When a word is overused it loses its power. Unfortunately one of the most overused words today is “abuse”. This is not to say that abuse is not a problem. Acts of abuse are far too common in our world. The label we use has become generic.
If we expand our vocabulary just a little, we rediscover the word “mistreat”. In my opinion, to mistreat is a more accurate term. Mistreat, as a verb, succinctly describes a harmful action. Mistreatment, as a noun, is still powerful because “treat” is its root word. Mistreat and mistreatment are very precise terms.
For instance, there is the global problem of child abuse. We encounter the term so often that society has become numb about it. When we want to put a fine point on this terrible problem, we can use the more precise phrase, “mistreatment of children”. This wording focuses on how children are sometimes treated by parents and authority figures. This semantic adjustment causes our minds to view this unfortunate situation in a new light.
The statement, “Democracy must be based on open societies, otherwise there will be abuse of minorities” is generic.

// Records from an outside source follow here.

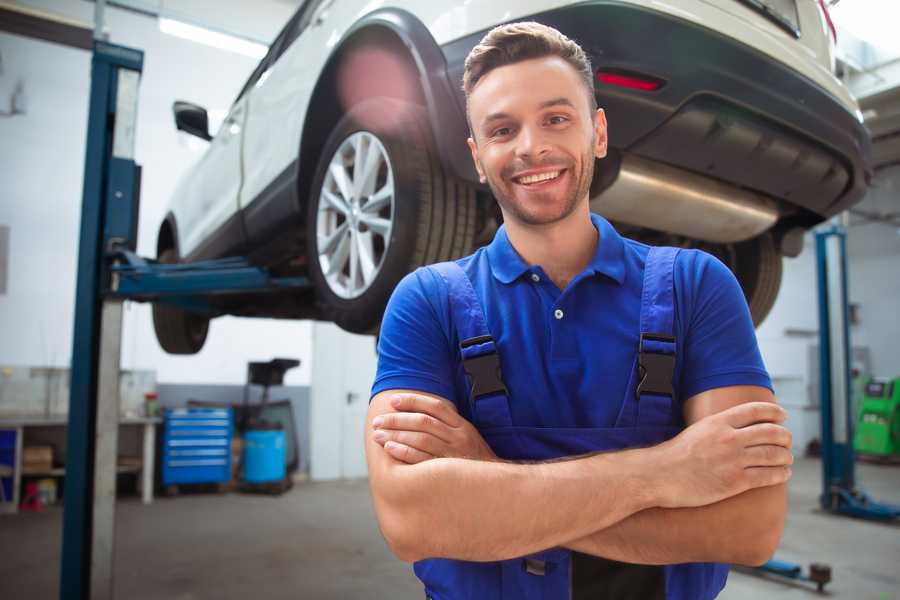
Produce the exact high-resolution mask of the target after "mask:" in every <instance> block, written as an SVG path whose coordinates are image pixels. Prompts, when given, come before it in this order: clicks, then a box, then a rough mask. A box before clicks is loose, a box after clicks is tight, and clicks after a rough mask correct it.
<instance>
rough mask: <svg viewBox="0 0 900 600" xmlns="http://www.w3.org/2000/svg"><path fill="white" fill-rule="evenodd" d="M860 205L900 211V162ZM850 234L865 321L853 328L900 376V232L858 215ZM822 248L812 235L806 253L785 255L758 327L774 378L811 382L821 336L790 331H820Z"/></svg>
mask: <svg viewBox="0 0 900 600" xmlns="http://www.w3.org/2000/svg"><path fill="white" fill-rule="evenodd" d="M856 208H858V209H861V210H864V211H867V212H877V213H882V214H883V213H888V212H898V211H900V167H893V168H892V169H886V170H884V171H881V172H879V174H878V176H877V177H876V179H875V181H874V184H873V187H872V189H871V190H870V192H869V193H868V195H867V196H866V199H865V200H864V201H863V202H862V203H861V204H860V205H858V206H857V207H856ZM850 223H851V226H850V228H849V230H848V235H847V260H848V274H849V277H848V286H849V296H850V302H852V303H855V304H859V308H860V313H859V314H860V322H859V324H858V325H854V326H852V327H851V331H850V336H851V341H852V343H853V346H854V347H868V348H869V349H870V350H871V358H872V371H873V373H874V374H876V375H881V376H885V377H897V376H900V352H898V351H897V346H896V340H898V339H900V318H898V317H900V234H898V229H897V228H896V227H894V226H892V225H889V224H885V223H864V222H863V221H862V220H861V219H860V218H859V217H858V216H852V217H851V219H850ZM815 258H816V250H815V244H814V242H813V237H812V235H811V234H810V235H807V237H806V239H805V244H804V248H803V253H802V254H801V255H800V256H799V257H797V258H794V259H785V261H784V277H783V280H782V284H781V292H780V293H779V295H778V300H777V301H776V303H775V306H774V307H773V309H772V312H771V314H770V315H769V317H768V318H767V319H766V321H765V322H764V323H763V324H762V326H760V328H759V329H758V330H757V337H758V339H759V345H760V349H761V351H762V354H763V359H764V360H765V362H766V367H767V368H768V370H769V372H770V374H771V375H772V377H773V378H795V377H799V378H801V379H802V380H803V381H804V382H808V380H809V373H808V364H807V363H808V361H807V347H808V346H809V345H810V344H817V343H818V337H817V335H816V336H813V337H803V336H798V335H786V334H785V330H786V329H794V330H806V331H810V332H818V327H819V323H818V297H817V283H816V262H815Z"/></svg>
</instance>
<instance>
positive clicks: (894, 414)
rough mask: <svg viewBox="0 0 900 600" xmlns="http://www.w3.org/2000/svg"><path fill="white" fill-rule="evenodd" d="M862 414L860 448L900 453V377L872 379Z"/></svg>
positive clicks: (863, 398) (866, 391) (868, 385)
mask: <svg viewBox="0 0 900 600" xmlns="http://www.w3.org/2000/svg"><path fill="white" fill-rule="evenodd" d="M858 414H859V419H858V422H857V424H856V434H855V435H854V436H853V446H854V448H855V449H856V451H857V452H861V453H865V454H872V455H877V456H898V457H900V377H898V378H896V379H893V380H889V379H871V380H869V382H868V383H866V385H865V388H864V393H863V395H862V399H861V402H860V405H859V413H858Z"/></svg>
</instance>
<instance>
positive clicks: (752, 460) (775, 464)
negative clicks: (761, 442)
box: [744, 445, 794, 468]
mask: <svg viewBox="0 0 900 600" xmlns="http://www.w3.org/2000/svg"><path fill="white" fill-rule="evenodd" d="M792 464H794V455H793V454H792V453H791V451H790V450H788V449H787V448H785V447H783V446H769V445H766V446H753V447H752V448H747V449H746V450H744V466H745V467H751V468H752V467H787V466H790V465H792Z"/></svg>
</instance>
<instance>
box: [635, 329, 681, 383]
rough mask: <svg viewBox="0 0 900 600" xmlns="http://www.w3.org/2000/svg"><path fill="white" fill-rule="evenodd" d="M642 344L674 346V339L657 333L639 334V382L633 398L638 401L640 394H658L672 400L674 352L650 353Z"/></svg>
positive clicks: (673, 351) (674, 369) (662, 334)
mask: <svg viewBox="0 0 900 600" xmlns="http://www.w3.org/2000/svg"><path fill="white" fill-rule="evenodd" d="M644 342H663V343H667V344H674V343H675V338H674V337H672V336H671V335H663V334H659V333H641V339H640V343H639V345H638V369H639V375H640V378H641V380H640V382H638V385H637V388H635V392H634V393H635V396H636V397H637V398H638V400H640V397H641V394H658V395H660V396H669V397H670V398H674V397H675V390H674V389H673V388H672V379H673V378H674V376H675V352H674V351H673V352H672V353H671V354H665V353H663V352H659V351H652V350H649V349H647V348H645V347H644Z"/></svg>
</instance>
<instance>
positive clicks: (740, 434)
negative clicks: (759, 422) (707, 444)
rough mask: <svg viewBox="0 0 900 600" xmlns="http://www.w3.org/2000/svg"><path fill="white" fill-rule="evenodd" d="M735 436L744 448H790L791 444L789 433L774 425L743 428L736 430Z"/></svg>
mask: <svg viewBox="0 0 900 600" xmlns="http://www.w3.org/2000/svg"><path fill="white" fill-rule="evenodd" d="M735 435H736V436H737V439H738V440H739V441H740V442H741V443H742V444H743V445H744V447H750V446H765V445H771V446H783V447H784V448H790V447H791V445H792V444H793V435H791V432H790V431H788V430H787V429H785V428H784V427H782V426H781V425H776V424H774V423H759V424H756V425H750V426H748V427H743V428H741V429H738V430H737V431H736V432H735Z"/></svg>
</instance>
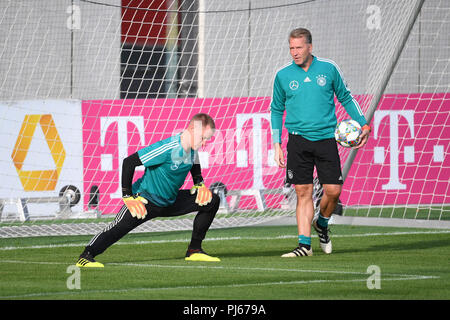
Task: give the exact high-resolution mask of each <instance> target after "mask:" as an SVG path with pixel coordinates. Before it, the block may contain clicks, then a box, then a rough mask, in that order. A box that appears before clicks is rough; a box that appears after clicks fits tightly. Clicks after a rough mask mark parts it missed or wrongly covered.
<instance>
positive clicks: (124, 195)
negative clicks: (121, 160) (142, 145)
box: [122, 152, 142, 197]
mask: <svg viewBox="0 0 450 320" xmlns="http://www.w3.org/2000/svg"><path fill="white" fill-rule="evenodd" d="M138 166H142V162H141V159H139V155H138V153H137V152H135V153H133V154H132V155H130V156H129V157H126V158H125V159H124V160H123V163H122V196H123V197H125V196H131V195H132V194H133V192H132V184H133V176H134V171H135V170H136V167H138Z"/></svg>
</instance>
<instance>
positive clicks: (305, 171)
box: [286, 133, 343, 184]
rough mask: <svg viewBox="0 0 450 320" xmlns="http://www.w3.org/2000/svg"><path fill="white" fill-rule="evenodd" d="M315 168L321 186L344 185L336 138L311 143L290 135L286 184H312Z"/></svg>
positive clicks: (307, 139) (288, 147) (287, 159)
mask: <svg viewBox="0 0 450 320" xmlns="http://www.w3.org/2000/svg"><path fill="white" fill-rule="evenodd" d="M314 167H315V168H316V170H317V175H318V178H319V181H320V183H321V184H342V183H343V179H342V170H341V159H340V157H339V151H338V148H337V144H336V140H335V139H334V138H330V139H323V140H318V141H310V140H308V139H306V138H304V137H303V136H301V135H295V134H291V133H290V134H289V140H288V144H287V166H286V182H287V183H290V184H312V183H313V174H314Z"/></svg>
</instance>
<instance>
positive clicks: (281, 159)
mask: <svg viewBox="0 0 450 320" xmlns="http://www.w3.org/2000/svg"><path fill="white" fill-rule="evenodd" d="M274 147H275V162H276V163H277V165H278V167H280V168H286V163H285V162H284V153H283V149H281V144H279V143H275V144H274Z"/></svg>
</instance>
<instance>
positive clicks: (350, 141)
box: [334, 119, 362, 148]
mask: <svg viewBox="0 0 450 320" xmlns="http://www.w3.org/2000/svg"><path fill="white" fill-rule="evenodd" d="M361 133H362V130H361V126H360V125H359V123H358V122H356V121H355V120H351V119H347V120H343V121H341V122H339V123H338V124H337V126H336V130H335V131H334V137H335V138H336V141H337V142H338V143H339V144H340V145H341V146H343V147H345V148H352V147H354V146H356V145H357V144H358V143H359V136H360V135H361Z"/></svg>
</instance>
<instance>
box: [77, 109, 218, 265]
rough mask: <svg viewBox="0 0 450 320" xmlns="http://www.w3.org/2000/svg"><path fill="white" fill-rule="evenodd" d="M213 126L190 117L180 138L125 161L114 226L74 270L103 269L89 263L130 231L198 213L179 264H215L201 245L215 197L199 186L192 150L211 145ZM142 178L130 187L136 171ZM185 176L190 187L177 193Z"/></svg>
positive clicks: (113, 221) (217, 258) (201, 185)
mask: <svg viewBox="0 0 450 320" xmlns="http://www.w3.org/2000/svg"><path fill="white" fill-rule="evenodd" d="M214 131H215V123H214V120H213V119H212V118H211V117H210V116H209V115H207V114H204V113H199V114H196V115H195V116H194V117H193V118H192V119H191V121H190V122H189V126H188V127H187V129H185V130H184V131H183V132H182V133H180V134H177V135H175V136H172V137H170V138H167V139H165V140H162V141H159V142H156V143H154V144H152V145H150V146H148V147H146V148H143V149H141V150H139V151H137V152H136V153H134V154H132V155H130V156H129V157H127V158H125V159H124V161H123V165H122V193H123V202H124V205H123V206H122V208H121V209H120V211H119V213H118V214H117V215H116V218H115V220H114V221H113V222H112V223H111V224H109V225H108V226H107V227H106V228H105V229H104V230H103V231H102V232H100V233H98V234H97V235H95V236H94V237H93V238H92V240H91V241H90V242H89V244H88V245H87V246H86V247H85V249H84V251H83V253H82V254H81V255H80V257H79V259H78V262H77V264H76V265H77V266H78V267H103V264H101V263H100V262H97V261H95V260H94V257H96V256H97V255H99V254H101V253H102V252H104V251H105V250H106V249H107V248H108V247H110V246H111V245H112V244H114V243H115V242H117V241H118V240H119V239H121V238H122V237H123V236H125V235H126V234H127V233H129V232H130V231H131V230H133V229H134V228H136V227H137V226H139V225H141V224H142V223H144V222H146V221H148V220H150V219H153V218H156V217H173V216H179V215H184V214H187V213H190V212H198V213H197V215H196V217H195V219H194V224H193V231H192V237H191V241H190V244H189V246H188V249H187V252H186V256H185V260H188V261H220V259H219V258H216V257H212V256H209V255H208V254H207V253H206V252H204V251H203V249H202V241H203V239H204V238H205V235H206V232H207V231H208V230H209V227H210V226H211V223H212V221H213V220H214V217H215V215H216V213H217V211H218V209H219V204H220V199H219V196H218V195H216V194H214V193H212V192H211V191H210V190H209V189H208V188H207V187H206V186H205V184H204V182H203V177H202V174H201V168H200V164H199V162H198V151H197V150H198V149H199V148H200V147H202V146H204V145H205V143H206V141H208V140H209V139H211V137H212V136H213V134H214ZM140 165H144V166H145V173H144V175H143V176H142V177H141V178H139V179H138V180H137V181H136V182H135V183H133V184H132V180H133V175H134V171H135V168H136V167H137V166H140ZM189 172H190V173H191V175H192V178H193V180H194V186H193V187H192V188H191V189H190V190H180V188H181V186H182V185H183V184H184V182H185V179H186V176H187V174H188V173H189Z"/></svg>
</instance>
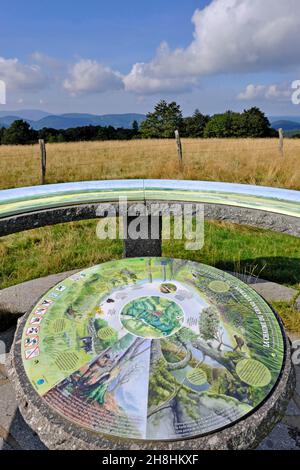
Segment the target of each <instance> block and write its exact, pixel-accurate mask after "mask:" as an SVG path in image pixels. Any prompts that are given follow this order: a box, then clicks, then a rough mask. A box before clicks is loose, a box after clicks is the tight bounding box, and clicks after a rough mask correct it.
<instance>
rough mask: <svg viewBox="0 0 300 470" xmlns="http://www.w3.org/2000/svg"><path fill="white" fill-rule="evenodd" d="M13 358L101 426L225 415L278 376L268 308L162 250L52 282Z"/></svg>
mask: <svg viewBox="0 0 300 470" xmlns="http://www.w3.org/2000/svg"><path fill="white" fill-rule="evenodd" d="M22 355H23V363H24V367H25V370H26V373H27V376H28V378H29V379H30V381H31V384H32V386H33V387H34V388H35V390H36V391H37V393H38V394H39V395H40V396H42V397H43V399H44V400H45V401H46V402H47V403H48V404H49V405H50V406H51V407H52V408H53V409H54V410H55V411H57V412H58V413H59V414H60V415H62V416H63V417H64V418H66V419H67V420H69V421H72V422H73V423H76V424H77V425H79V426H82V427H84V428H86V429H89V430H92V431H94V432H99V433H103V434H106V435H110V436H116V437H124V438H132V439H149V440H150V439H151V440H174V439H183V438H190V437H194V436H199V435H203V434H205V433H208V432H213V431H216V430H218V429H221V428H223V427H225V426H228V425H231V424H233V423H234V422H236V421H237V420H239V419H241V418H243V417H245V416H246V415H248V413H249V412H251V411H252V410H253V409H255V408H256V407H257V406H259V404H260V403H262V402H263V400H264V399H265V398H266V397H267V396H268V395H269V393H270V392H271V391H272V389H273V387H274V385H275V384H276V382H277V380H278V377H279V374H280V372H281V369H282V364H283V359H284V344H283V337H282V332H281V328H280V325H279V323H278V321H277V318H276V316H275V315H274V313H273V312H272V310H271V309H270V307H269V306H268V305H267V304H266V303H265V302H264V301H263V299H262V298H261V297H260V296H259V295H258V294H256V293H255V292H254V291H253V290H252V289H251V288H249V287H248V286H247V285H245V284H244V283H242V282H241V281H239V280H238V279H236V278H234V277H232V276H230V275H228V274H226V273H224V272H222V271H219V270H217V269H215V268H211V267H209V266H205V265H201V264H198V263H193V262H189V261H185V260H174V259H168V258H136V259H124V260H121V261H113V262H109V263H105V264H102V265H99V266H94V267H92V268H89V269H87V270H84V271H82V272H81V273H78V274H75V275H73V276H71V277H70V278H68V279H66V280H65V281H63V282H61V283H60V284H58V285H57V286H55V287H54V288H53V289H51V290H50V291H49V292H48V293H47V294H46V295H45V296H44V297H43V298H42V299H41V300H40V302H39V304H38V305H37V306H36V307H35V309H34V310H33V311H32V313H31V314H30V315H29V316H28V319H27V323H26V326H25V329H24V333H23V340H22Z"/></svg>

If we substitute abuse with a more powerful, exact word, we might write, “Democracy must be based on open societies, otherwise there will be subjugation of minorities.” The second wording describes the situation more accurately.
We might say, “Nobody should be abused because of who they are.” To make our statement more profound we can reword it as, “Nobody should be mistreated or harassed because of who they are.”
So, social warriors can become more effective when we adopt more powerful, exact terminology. There is a place for generic words in general conversation. However, when we use exact wording, our messages become more focused and effective.